Irimia Andrei, Maher Alexander S, Rostowsky Kenneth A, Chowdhury Nahian F, Hwang Darryl H, Law E Meng
USC Leonard Davis School of Gerontology, Ethel Percy Andrus Gerontology Center, University of Southern California, Los Angeles, CA, United States.
Department of Radiology, Keck School of Medicine of USC, University of Southern California, Los Angeles, CA, United States.
Front Neuroinform. 2019 Mar 18;13:9. doi: 10.3389/fninf.2019.00009. eCollection 2019.
When properly implemented and processed, anatomic -weighted magnetic resonance imaging (MRI) can be ideal for the noninvasive quantification of white matter (WM) and gray matter (GM) in the living human brain. Although MRI is more suitable for distinguishing GM from WM than computed tomography (CT), the growing clinical use of the latter technique has renewed interest in head CT segmentation. Such interest is particularly strong in settings where MRI is unavailable, logistically unfeasible or prohibitively expensive. Nevertheless, whereas MRI segmentation is a sophisticated and technically-mature research field, the task of automatically classifying soft brain tissues from CT remains largely unexplored. Furthermore, brain segmentation methods for MRI hold considerable potential for adaptation and application to CT image processing. Here we demonstrate this by combining probabilistic, atlas-based classification with topologically-constrained tissue boundary refinement to delineate WM, GM and cerebrospinal fluid (CSF) from head CT images. The feasibility and utility of this approach are revealed by comparison of MRI-only vs. CT-only segmentations in geriatric concussion victims with both MRI and CT scans. Comparison of the two segmentations yields mean Sørensen-Dice coefficients of 85.5 ± 4.6% (WM), 86.7 ± 5.6% (GM) and 91.3 ± 2.8% (CSF), as well as average Hausdorff distances of 3.76 ± 1.85 mm (WM), 3.43 ± 1.53 mm (GM) and 2.46 ± 1.27 mm (CSF). Bootstrapping results suggest that the segmentation approach is sensitive enough to yield WM, GM and CSF volume estimates within ~5%, ~4%, and ~3% of their MRI-based estimates, respectively. To our knowledge, this is the first 3D segmentation approach for CT to undergo rigorous within-subject comparison with high-resolution MRI. Results suggest that (1) standard-quality CT allows WM/GM/CSF segmentation with reasonable accuracy, and that (2) the task of soft brain tissue classification from CT merits further attention from neuroimaging researchers.
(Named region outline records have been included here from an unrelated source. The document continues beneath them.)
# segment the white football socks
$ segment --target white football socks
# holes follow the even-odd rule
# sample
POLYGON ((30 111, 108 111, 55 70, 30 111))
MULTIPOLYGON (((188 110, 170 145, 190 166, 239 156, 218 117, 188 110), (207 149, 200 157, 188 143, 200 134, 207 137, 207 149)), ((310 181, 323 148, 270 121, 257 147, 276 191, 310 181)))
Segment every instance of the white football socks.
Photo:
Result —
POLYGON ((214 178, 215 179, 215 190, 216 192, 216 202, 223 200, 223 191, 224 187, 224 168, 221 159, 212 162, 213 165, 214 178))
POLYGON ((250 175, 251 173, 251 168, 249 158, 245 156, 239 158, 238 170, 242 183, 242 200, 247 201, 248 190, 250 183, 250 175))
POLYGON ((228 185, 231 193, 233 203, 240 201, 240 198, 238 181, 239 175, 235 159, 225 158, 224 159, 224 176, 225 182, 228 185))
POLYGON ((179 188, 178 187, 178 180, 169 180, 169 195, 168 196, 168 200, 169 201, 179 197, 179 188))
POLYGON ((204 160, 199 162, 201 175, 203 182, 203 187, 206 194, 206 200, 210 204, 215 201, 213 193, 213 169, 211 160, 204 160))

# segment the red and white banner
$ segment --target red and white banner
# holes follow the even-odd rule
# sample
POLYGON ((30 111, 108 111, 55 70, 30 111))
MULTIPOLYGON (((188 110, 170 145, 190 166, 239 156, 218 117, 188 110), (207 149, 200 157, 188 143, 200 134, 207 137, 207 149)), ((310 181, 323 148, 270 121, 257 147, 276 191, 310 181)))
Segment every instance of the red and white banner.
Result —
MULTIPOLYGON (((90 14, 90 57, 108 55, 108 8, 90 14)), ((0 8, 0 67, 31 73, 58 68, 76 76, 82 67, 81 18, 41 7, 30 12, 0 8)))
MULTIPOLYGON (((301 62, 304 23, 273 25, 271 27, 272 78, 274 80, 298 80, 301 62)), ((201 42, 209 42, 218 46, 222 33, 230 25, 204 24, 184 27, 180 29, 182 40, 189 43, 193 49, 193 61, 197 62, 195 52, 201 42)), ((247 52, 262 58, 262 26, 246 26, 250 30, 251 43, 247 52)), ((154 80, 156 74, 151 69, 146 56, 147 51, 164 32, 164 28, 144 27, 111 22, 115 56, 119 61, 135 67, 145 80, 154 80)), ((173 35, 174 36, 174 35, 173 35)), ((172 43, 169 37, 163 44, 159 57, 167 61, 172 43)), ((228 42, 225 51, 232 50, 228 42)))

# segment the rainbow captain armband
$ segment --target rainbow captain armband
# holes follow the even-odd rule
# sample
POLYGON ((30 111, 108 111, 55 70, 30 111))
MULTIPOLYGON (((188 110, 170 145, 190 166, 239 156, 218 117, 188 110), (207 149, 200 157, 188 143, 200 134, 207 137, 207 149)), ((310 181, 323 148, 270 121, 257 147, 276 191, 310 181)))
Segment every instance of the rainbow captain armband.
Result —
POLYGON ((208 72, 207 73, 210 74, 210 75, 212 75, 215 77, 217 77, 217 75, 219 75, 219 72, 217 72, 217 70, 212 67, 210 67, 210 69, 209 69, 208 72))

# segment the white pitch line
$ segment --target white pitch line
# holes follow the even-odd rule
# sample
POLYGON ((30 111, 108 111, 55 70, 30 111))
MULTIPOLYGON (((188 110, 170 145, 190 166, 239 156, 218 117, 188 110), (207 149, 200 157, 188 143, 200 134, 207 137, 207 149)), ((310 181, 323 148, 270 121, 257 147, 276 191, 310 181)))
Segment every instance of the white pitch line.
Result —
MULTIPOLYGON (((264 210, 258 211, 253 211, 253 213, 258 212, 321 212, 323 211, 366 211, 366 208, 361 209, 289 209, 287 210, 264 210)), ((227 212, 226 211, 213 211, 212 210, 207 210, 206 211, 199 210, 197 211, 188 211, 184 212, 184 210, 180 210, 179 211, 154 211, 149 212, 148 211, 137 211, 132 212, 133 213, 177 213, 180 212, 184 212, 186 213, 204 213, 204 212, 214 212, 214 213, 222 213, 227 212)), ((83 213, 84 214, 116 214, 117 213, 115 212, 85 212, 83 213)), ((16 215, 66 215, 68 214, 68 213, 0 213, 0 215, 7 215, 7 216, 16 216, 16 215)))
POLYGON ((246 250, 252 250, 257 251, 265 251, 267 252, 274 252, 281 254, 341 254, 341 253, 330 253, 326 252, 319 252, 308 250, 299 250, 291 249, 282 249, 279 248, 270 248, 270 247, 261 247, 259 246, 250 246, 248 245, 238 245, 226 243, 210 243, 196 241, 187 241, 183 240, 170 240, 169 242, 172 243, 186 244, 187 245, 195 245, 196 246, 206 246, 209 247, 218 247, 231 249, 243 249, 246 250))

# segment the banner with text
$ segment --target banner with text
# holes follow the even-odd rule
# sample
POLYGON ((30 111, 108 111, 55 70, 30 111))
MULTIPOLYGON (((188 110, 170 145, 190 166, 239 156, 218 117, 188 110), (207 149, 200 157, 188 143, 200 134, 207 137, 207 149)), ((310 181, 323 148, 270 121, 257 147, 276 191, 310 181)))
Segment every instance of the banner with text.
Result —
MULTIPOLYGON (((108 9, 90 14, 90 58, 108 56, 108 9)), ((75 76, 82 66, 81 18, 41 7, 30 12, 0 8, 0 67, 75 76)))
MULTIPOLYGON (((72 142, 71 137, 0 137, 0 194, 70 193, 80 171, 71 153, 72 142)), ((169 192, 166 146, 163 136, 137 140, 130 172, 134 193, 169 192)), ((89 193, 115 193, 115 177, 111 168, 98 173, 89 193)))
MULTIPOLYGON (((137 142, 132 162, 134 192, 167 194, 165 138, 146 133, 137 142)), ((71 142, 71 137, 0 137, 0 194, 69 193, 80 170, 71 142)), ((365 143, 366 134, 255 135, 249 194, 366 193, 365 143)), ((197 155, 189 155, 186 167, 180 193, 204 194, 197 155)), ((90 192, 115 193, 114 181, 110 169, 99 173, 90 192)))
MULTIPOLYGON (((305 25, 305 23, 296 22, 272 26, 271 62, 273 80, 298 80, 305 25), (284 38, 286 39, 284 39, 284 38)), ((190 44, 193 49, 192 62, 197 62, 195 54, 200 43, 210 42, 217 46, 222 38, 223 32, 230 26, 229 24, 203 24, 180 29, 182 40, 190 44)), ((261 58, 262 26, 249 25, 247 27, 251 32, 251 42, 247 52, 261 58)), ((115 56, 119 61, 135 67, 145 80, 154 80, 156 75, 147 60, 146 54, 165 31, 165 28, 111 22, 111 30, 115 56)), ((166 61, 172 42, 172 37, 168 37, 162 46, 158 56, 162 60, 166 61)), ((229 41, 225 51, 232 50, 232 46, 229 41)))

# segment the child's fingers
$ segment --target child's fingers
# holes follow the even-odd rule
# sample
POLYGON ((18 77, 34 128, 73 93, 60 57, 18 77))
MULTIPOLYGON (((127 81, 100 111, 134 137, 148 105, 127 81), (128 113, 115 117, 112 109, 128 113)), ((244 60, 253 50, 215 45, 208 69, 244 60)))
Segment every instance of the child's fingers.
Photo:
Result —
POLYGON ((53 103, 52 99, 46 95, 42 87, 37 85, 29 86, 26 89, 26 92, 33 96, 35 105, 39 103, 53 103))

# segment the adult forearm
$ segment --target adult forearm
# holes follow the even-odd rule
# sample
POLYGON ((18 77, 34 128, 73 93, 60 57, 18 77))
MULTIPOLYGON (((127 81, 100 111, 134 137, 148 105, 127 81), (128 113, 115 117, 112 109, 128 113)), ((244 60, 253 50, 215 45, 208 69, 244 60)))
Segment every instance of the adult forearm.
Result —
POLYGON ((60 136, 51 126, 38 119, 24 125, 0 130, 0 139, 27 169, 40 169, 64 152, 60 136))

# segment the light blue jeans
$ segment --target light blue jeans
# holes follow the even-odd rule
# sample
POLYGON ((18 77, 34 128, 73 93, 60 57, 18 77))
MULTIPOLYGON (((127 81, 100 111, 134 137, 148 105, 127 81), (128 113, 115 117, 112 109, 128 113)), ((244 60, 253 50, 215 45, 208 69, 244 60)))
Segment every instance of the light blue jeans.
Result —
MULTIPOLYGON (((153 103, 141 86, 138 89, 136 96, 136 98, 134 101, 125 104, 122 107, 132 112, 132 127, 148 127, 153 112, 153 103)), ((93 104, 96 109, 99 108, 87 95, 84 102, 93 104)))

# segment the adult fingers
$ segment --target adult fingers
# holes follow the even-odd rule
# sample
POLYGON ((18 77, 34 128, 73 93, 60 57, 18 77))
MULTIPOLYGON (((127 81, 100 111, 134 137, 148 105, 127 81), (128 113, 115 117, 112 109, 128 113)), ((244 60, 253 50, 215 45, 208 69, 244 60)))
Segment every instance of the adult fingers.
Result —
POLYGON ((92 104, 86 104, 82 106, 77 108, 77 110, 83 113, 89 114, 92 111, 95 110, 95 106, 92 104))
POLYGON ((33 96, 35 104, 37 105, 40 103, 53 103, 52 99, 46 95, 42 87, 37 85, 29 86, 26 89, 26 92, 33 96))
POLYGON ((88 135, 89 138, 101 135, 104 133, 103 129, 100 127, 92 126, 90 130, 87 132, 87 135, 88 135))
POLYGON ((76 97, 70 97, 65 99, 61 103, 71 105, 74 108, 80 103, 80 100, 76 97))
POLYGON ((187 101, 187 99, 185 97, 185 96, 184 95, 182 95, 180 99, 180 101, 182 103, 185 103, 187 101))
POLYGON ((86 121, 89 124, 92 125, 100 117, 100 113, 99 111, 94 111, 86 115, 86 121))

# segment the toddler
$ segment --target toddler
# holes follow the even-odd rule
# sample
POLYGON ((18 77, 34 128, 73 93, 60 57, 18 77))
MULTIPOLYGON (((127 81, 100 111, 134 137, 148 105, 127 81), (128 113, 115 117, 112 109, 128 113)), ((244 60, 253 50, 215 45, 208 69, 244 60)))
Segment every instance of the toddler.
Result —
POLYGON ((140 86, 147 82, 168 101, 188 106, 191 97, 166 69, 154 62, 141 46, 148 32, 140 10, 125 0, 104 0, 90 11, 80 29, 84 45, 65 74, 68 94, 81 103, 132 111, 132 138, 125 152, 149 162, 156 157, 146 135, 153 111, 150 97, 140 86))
当正确实施和处理时,解剖加权磁共振成像(MRI)对于活体人类大脑中白质(WM)和灰质(GM)的无创定量分析可能是理想的。尽管MRI比计算机断层扫描(CT)更适合区分GM和WM,但后一种技术在临床上的日益广泛应用重新引发了人们对头部CT分割的兴趣。在无法获得MRI、在后勤上不可行或成本过高的情况下,这种兴趣尤为强烈。然而,虽然MRI分割是一个复杂且技术成熟的研究领域,但从CT自动分类软脑组织的任务在很大程度上仍未得到探索。此外,MRI的脑部分割方法在适应和应用于CT图像处理方面具有相当大的潜力。在这里,我们通过将基于图谱的概率分类与拓扑约束的组织边界细化相结合,从头部CT图像中勾勒出WM、GM和脑脊液(CSF),从而证明了这一点。通过对同时进行MRI和CT扫描的老年脑震荡患者仅MRI分割与仅CT分割的比较,揭示了这种方法的可行性和实用性。两种分割的比较产生的平均索伦森 - 戴斯系数分别为85.5±4.6%(WM)、86.7±5.6%(GM)和91.3±2.8%(CSF),以及平均豪斯多夫距离分别为3.76±1.85毫米(WM)、3.43±1.53毫米(GM)和2.46±1.27毫米(CSF)。自展结果表明,分割方法足够灵敏,分别能产生WM、GM和CSF体积估计值,其与基于MRI的估计值的偏差分别在约5%、约4%和约3%以内。据我们所知,这是第一种用于CT的3D分割方法,可与高分辨率MRI进行严格的个体内比较。结果表明:(1)标准质量的CT能够以合理的准确性进行WM/GM/CSF分割;(2)从CT进行软脑组织分类的任务值得神经影像学研究人员进一步关注。